Zo waren de communisten bij de eersten die in het verzet gingen en behoorden zij tot de laatsten die een uitkering kregen...

(..) Het is mijn hoop dat ons boek veel zal worden gelezen. Want wij kunnen de geschiedenis niet veranderen. Maar de toekomst - die kunnen wij wel veranderen. Helaas is het gevaar van het fascisme en van daarmee gepaard gaande verschijnselen, zoals vreemdelingenhaat en antisemitisme, nog altijd niet geweken. In meerdere Europese landen zitten neofascistische of daaraan verwante partijen gewoon in het parlement.

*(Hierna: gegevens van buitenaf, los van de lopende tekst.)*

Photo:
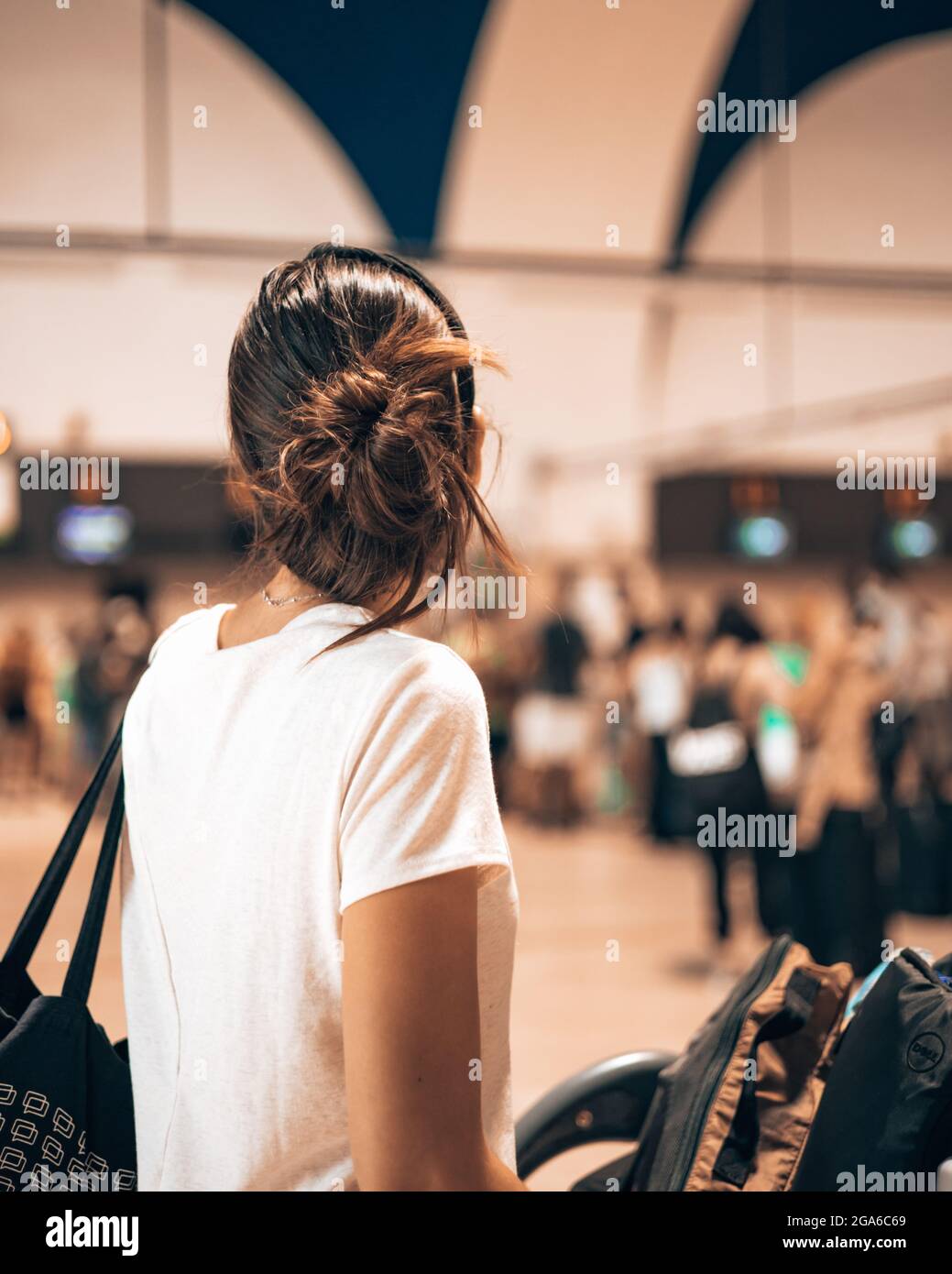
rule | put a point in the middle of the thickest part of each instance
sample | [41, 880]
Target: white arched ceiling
[74, 146]
[264, 167]
[586, 123]
[873, 147]
[71, 137]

En nog niet zo lang geleden hadden wij in Nederland zelf een regering, die alleen kon bestaan dankzij de steun van een partij, die vreemdelingenhaat hoog in haar vaandel heeft staan.

De Groningers kunnen trots zijn op het communistische deel van de bevolking, dat zo moedig vooraan ging in de strijd tegen de Duitse bezetters, en voor de bevrijding van ons land. En dat daar de gehele oorlog mee doorging, ondanks de talrijke tegenslagen en ondanks het droevige lot van tientallen medewerkers. En dat ook na de oorlog de strijd niet opgaf tegen herleving van het fascisme in Duitsland of tegen fascistische dictaturen, zoals in Spanje en in Griekenland. (...)

Fascisme - dat - nooit - weer!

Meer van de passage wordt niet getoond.